La struttura va riqualificata e riconsegnata alla città. «Abbiamo diverse idee – dichiara Gianfranco Trotta, consigliere delegato a seguire le sorti del Fienga – e nel piano triennale delle opere pubbliche abbiamo stanziato dei fondi per la sistemazione. La nostra idea è quella di rimettere tutto apposto e restituirlo alla città dal punto di vista archeologico e agronomico. I primi passi riguarderanno l’adeguamento della sala conferenze e del cortile».

Dopo un lungo periodo da protagonista, da quasi un decennio il maniero è vittima di un inesorabile destino. A segnare questo tempo l’attimo in cui si pensò di riqualificarlo, con tanto di progetto firmato dall’archistar Eduardo Souto de Mura. Una stagione eclissatasi da tempo. Ora bisogna rimettere insieme i cocci.

Lo stanno facendo i volontari dell’associazione “Ridiamo vita al castello”, che ha deciso di partire dal basso: «Siamo concentrati sulla pulizia delle aree circostanti il castello – afferma il presidente Giuseppe Gambardella –, consapevoli dell’importanza che riveste questa struttura dal punto di vista storico e architettonico». Sia Pro Loco che Ridiamo vita al castello si battono anche perché il tutto resti pubblico. «Il castello deve restare bene comune – aggiunge Gambardella –. Nulla va escluso, ma ci sono tanti modi per metterlo a reddito e non va dimenticato che è il simbolo della città. Fa parte del nostro patrimonio».
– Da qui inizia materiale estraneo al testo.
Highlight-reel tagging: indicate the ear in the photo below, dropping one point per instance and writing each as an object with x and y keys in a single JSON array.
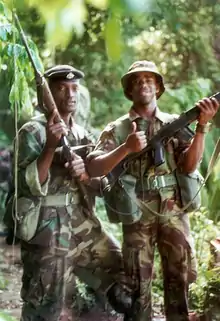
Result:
[{"x": 157, "y": 87}]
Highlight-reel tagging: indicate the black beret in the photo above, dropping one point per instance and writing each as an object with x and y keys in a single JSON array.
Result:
[{"x": 63, "y": 72}]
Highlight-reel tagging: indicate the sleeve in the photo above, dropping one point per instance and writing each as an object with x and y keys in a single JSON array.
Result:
[
  {"x": 181, "y": 144},
  {"x": 29, "y": 145},
  {"x": 106, "y": 143}
]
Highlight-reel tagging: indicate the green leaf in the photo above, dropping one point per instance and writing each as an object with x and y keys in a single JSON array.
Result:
[{"x": 113, "y": 38}]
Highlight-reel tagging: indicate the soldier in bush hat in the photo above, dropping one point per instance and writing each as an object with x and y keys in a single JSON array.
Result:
[
  {"x": 147, "y": 199},
  {"x": 69, "y": 240}
]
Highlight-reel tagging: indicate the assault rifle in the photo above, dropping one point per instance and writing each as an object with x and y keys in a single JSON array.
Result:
[
  {"x": 48, "y": 107},
  {"x": 155, "y": 145}
]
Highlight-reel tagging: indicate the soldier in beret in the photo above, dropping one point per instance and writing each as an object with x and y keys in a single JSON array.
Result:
[
  {"x": 69, "y": 239},
  {"x": 155, "y": 216}
]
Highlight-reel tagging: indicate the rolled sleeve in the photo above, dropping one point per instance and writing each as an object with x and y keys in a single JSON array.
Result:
[
  {"x": 32, "y": 180},
  {"x": 105, "y": 144}
]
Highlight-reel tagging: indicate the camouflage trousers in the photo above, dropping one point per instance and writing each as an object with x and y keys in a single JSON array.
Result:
[
  {"x": 170, "y": 231},
  {"x": 70, "y": 243}
]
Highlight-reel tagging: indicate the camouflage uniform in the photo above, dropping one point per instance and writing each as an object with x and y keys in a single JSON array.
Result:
[
  {"x": 169, "y": 228},
  {"x": 5, "y": 178},
  {"x": 69, "y": 240}
]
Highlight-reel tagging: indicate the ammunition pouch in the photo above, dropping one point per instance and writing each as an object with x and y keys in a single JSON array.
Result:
[
  {"x": 121, "y": 202},
  {"x": 25, "y": 220},
  {"x": 189, "y": 187}
]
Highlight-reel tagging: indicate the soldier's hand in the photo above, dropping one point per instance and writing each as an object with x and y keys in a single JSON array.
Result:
[
  {"x": 77, "y": 168},
  {"x": 54, "y": 131},
  {"x": 208, "y": 108},
  {"x": 135, "y": 141}
]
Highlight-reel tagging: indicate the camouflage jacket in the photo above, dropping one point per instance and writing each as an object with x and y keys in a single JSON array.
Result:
[
  {"x": 141, "y": 173},
  {"x": 31, "y": 140}
]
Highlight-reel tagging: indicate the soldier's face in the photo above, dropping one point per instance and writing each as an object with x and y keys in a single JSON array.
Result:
[
  {"x": 66, "y": 95},
  {"x": 144, "y": 87}
]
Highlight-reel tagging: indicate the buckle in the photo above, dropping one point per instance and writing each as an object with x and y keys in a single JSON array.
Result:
[
  {"x": 66, "y": 200},
  {"x": 154, "y": 183},
  {"x": 161, "y": 181}
]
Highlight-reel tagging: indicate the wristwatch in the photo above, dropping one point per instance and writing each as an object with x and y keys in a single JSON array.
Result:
[{"x": 203, "y": 128}]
È della stessa opinione D’Angelo: «Il castello non deve andare ai privati. Sarebbe deleterio. Deve essere un centro culturale al servizio della provincia». Ci pensa Trotta a tranquillizzare la collettività: «La titolarità del castello resterà nelle mani del Comune. Siamo i primi a dire no ai privati». A Palazzo di Città si sta pensando al regolamento di gestione che resterà, dunque, in capo al Comune, seppur sono previste partnership private.